My siblings put our heads together and thought of a great anniversary present for them.  We all put our money together and will send them on their "honeymoon" - they just need to tell us where they want to go.

It was very endearing watching my parents renew their vows.  That after 40 years of marriage, seven children, job losses, sickness and health, they still love each other very much.

If I am only partially as lucky, I will have lived a happy and fulfilled life.

Thursday, January 1, 2015

Ringing In A New Year

As I have gotten older I have noticed that New Year's Day has been slowly becoming less of a day of recovery and more of a day of reflection.

Don't get me wrong, there is still recovery.  We enjoyed a fun evening last night with friends that included lots of food, cocktails, and staying up past our bedtime to watch the ball drop.  It's just that the evening doesn't tend to last much past midnight anymore (and we tend to have a hard time making that late) and fewer and fewer of us pass out and/or need to stay the night.

I also spent a good amount of time today cleaning the house, cleaning my closet (I think that counts as reflection - realism about things that I never wear and will never fit into), and catching up on my blog (also reflection).

But, I did actually spend some time thinking today about the last year, and what the upcoming year may bring.

2014 was a tough year.  We had a lot more happen this year than we expected - not in a million years did we expect to go to India, do an IVF cycle, and use a surrogate there.

We also had a lot less happen this year than we expected - we were convinced that we would be pregnant this year, that using a surrogate would be the cure for our infertility.

2014 was also a good year.  We traveled a lot this year.  We went to South Carolina with Mark's family, had a great weekend in San Francisco and Sonoma, saw the Taj Mahal and experienced New Delhi, and had an amazing trip to Europe (6 cities, 4 countries, 11 days).  Mark had a fantastic year with work.  I finally started working on landscaping.  We finally started to finish our downstairs.  I got a few great bonus weekends with my family this year with my sister getting married.

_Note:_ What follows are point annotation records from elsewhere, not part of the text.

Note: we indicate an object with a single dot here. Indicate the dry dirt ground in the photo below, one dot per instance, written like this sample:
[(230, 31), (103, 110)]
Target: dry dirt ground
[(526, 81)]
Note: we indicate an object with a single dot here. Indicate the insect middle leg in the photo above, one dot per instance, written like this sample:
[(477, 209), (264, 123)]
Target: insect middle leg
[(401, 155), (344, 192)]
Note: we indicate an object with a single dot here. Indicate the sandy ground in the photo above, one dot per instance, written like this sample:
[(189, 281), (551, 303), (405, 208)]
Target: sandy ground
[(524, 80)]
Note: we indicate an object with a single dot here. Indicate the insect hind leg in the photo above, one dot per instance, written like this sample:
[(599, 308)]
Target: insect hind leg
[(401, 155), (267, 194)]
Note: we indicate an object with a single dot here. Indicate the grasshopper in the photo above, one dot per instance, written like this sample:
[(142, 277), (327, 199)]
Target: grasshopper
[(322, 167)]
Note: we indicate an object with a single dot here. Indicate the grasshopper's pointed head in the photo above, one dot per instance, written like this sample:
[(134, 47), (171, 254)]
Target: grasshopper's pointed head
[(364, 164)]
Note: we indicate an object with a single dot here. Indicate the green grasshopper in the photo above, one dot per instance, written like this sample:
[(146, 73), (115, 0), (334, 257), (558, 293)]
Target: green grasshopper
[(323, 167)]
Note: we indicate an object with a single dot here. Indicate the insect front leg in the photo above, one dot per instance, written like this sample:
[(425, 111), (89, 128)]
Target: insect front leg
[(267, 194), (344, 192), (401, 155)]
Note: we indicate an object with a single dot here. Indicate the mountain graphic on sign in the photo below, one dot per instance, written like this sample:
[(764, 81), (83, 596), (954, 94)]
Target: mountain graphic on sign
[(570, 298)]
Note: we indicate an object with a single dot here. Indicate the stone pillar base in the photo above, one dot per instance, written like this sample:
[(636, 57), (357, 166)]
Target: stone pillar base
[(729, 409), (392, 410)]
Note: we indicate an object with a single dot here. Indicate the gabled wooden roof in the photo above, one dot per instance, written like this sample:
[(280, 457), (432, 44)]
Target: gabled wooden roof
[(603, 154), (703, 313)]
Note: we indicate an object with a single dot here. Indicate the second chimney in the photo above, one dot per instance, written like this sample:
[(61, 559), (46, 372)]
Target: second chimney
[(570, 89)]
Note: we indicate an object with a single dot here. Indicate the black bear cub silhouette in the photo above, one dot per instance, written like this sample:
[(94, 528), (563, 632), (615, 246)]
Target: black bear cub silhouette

What will 2015 hold for us?  No one really knows.  I have decided that whatever it holds, I am going to work on being good to myself this year.

Now that does not (just) mean endless shoes, purses, champagne and mani-pedis.  That means that I am going to also work on doing things that are good FOR myself.

I turn 40 this year and I really need to start taking better and more consistently better care of myself.

I have done some good things over the years - 1-1-15 marks the 10 year anniversary of me quitting smoking, I don't eat very much fast food anymore (I slip every now and again and get a weird once-yearly Big Mac craving) and eat more (still not enough) fruits and vegetables.  I eat less processed and more fresh food.  The binge drinking has (except for vacation and halloween) pretty much fallen off - I do still like my red wine with dinner though.  I also have significantly cut back on my caffeine and only have two cups of coffee per day (I am NEVER giving up coffee completely - the world is a safer place when I have my coffee).

I could do a lot more though.  I rarely exercise, I don't always remember my vitamins, my diet isn't as healthy as it could be, and (this one hurts to admit) I don't always react to stress as well as I could.

Now I am not making any crazy resolutions.  I just decided that I will slowly start making some changes so that hopefully this time they stick.

I would say to wish me luck, but luck has nothing to do with it.  Encourage me, scold me when I need it, and sometimes just be a sympathetic ear.  That's what I really need.